To be effective, these types of markings need to be in the direct line of headlights, says Douglas Bardeau, technical service representative at 3M Canada’s Traffic Safety Systems Division in London, Ontario. Surfaces to be made conspicuous should be flat, smooth and perpendicular to the light source, Bardeau explains.

It is best to remember, however, that any powder-coated painted surfaces and some types of plastic (such as polyethylene, polypropylene and polyvinyl chloride) provide poor attachment properties, he cautions.

Depending on the application and time of day, different colours should be used, Bardeau recommends. For nighttime conspicuity, bright colours that can be used include white, yellow and yellow-green; dark colours include orange, red, green and blue.

Flourescent colours offer daytime conspicuity, while fluorescent retroflective colours (which return light directly to its source by focusing light through a spherical, glass optical element; for example, a bead) provide both day and nighttime conspicuity.

For some permanent applications, Bardeau explains that conspicuity markings are made of a pressure-sensitive adhesive film that contains prismatic retroreflectors. For slow-moving vehicles, a suitable thin self-adhesive film contains glass beads, he adds.

There are a number of standards for conspicuity markings, depending on the type of vehicle in question. These include the Canadian Standard Association’s (CSA) D250 standard for school buses, NFPA 1901 for fire trucks, and in the United States, the Department of Transportation’s DOT-C2 regulation for highway tractor-trailers, Bardeau reports.

SAFETY IN SIGHT

Whether work conditions demand the use of conspicuity markings, safety signage, lockout tags or emergency and task lighting, providing workers with a visual heads-up is the first step in ensuring that they avoid the hazard.

“There’s much to be gained by creating a workplace where employees are guided by visual information that tells them at a glance what to do, how to do it properly, and where to quickly find what they need,” suggests a white paper available from Milwaukee-based Brady Worldwide, Inc.

Jason Contant is editor of CANADIAN OCCUPATIONAL HEALTH & SAFETY NEWS.

Sidebars
X Marks the Spot

Many companies are increasingly adopting “lean manufacturing” principles, such as the concept of a visual workplace, reports Jamie Button, customer operations manager for Brady Canada in Richmond Hill, Ontario.

The concept of a visual workplace is self-explanatory, notes a white paper from Brady Canada, the idea being to display visible information at a glance and at the point of use.

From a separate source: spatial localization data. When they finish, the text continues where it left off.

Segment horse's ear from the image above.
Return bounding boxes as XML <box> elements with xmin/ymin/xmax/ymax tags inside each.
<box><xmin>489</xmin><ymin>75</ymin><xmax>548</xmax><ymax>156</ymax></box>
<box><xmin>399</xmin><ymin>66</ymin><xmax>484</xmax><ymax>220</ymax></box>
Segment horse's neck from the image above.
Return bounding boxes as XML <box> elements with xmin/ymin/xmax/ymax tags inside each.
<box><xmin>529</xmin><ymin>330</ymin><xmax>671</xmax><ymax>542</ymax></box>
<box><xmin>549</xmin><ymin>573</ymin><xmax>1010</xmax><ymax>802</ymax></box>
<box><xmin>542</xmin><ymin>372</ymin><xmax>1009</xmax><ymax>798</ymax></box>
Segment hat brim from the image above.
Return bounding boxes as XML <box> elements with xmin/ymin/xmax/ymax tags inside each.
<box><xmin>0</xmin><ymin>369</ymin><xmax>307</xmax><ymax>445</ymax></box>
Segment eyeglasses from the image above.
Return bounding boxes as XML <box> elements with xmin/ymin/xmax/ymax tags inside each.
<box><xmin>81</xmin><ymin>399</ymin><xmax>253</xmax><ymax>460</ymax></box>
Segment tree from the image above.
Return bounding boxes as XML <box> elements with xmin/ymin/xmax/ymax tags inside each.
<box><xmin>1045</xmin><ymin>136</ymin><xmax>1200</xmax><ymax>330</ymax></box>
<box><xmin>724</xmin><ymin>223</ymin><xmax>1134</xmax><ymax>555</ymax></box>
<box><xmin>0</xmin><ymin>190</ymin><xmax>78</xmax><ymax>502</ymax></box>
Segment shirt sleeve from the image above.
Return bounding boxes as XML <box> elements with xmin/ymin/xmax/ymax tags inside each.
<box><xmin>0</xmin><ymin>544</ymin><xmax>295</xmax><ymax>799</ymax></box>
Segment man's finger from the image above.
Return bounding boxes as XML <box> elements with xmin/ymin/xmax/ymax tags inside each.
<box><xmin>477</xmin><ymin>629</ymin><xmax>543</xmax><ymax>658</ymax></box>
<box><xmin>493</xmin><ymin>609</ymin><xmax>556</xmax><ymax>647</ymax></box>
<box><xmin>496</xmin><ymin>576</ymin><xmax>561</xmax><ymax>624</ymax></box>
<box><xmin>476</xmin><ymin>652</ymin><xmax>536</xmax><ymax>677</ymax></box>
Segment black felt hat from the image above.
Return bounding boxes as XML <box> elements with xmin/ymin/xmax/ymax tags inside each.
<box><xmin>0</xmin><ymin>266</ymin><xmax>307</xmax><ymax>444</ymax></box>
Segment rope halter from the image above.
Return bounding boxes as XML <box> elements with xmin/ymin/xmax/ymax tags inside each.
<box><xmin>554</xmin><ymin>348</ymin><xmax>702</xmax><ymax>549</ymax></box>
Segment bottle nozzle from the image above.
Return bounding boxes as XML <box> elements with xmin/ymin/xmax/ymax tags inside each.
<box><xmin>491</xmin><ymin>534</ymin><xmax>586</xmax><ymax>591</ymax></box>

The approach helps to eliminate questions and ensure that best practices are followed.

By clearly displaying instructions, warnings, standards and other critical operations knowledge, the paper says, these visual tools can properly guide actions, make it easier to detect abnormalities in products, equipment and processes, and provide workers real-time feedback.

Consider that bin markers, floor marking tapes, shadow boards and tool identification labels encourage returning items to their proper place. This eliminates any time that would have been wasted on searching for misplaced items. In some work environments, colour coding can be employed to identify proper parts or tools for the job at hand. “You’ll simplify training, prevent mistakes, reduce cycle times and improve safety,” the paper notes.

In a Flash

Workplaces can be noisy, some especially so. In settings where noise is high enough to interfere with hearing or interpreting audible alarms, a visual fix may be in order.

Featuring steady, flashing or strobe lights, these alarms can prove useful in a variety of locations: meeting and conference rooms; classrooms; cafeterias; filing and photocopy rooms; employee break rooms; and dressing, examination and treatment rooms, notes an e-tool from the Occupational Safety & Health Administration (OSHA), based in Washington, D.C.

The OSHA information states that flashing and steady lights come with different coloured covers to gain even more notice, while strobe lights use high-intensity flash tubes that make them a good fit in situations where ambient light levels would make traditional rotating to flashing lights difficult to distinguish.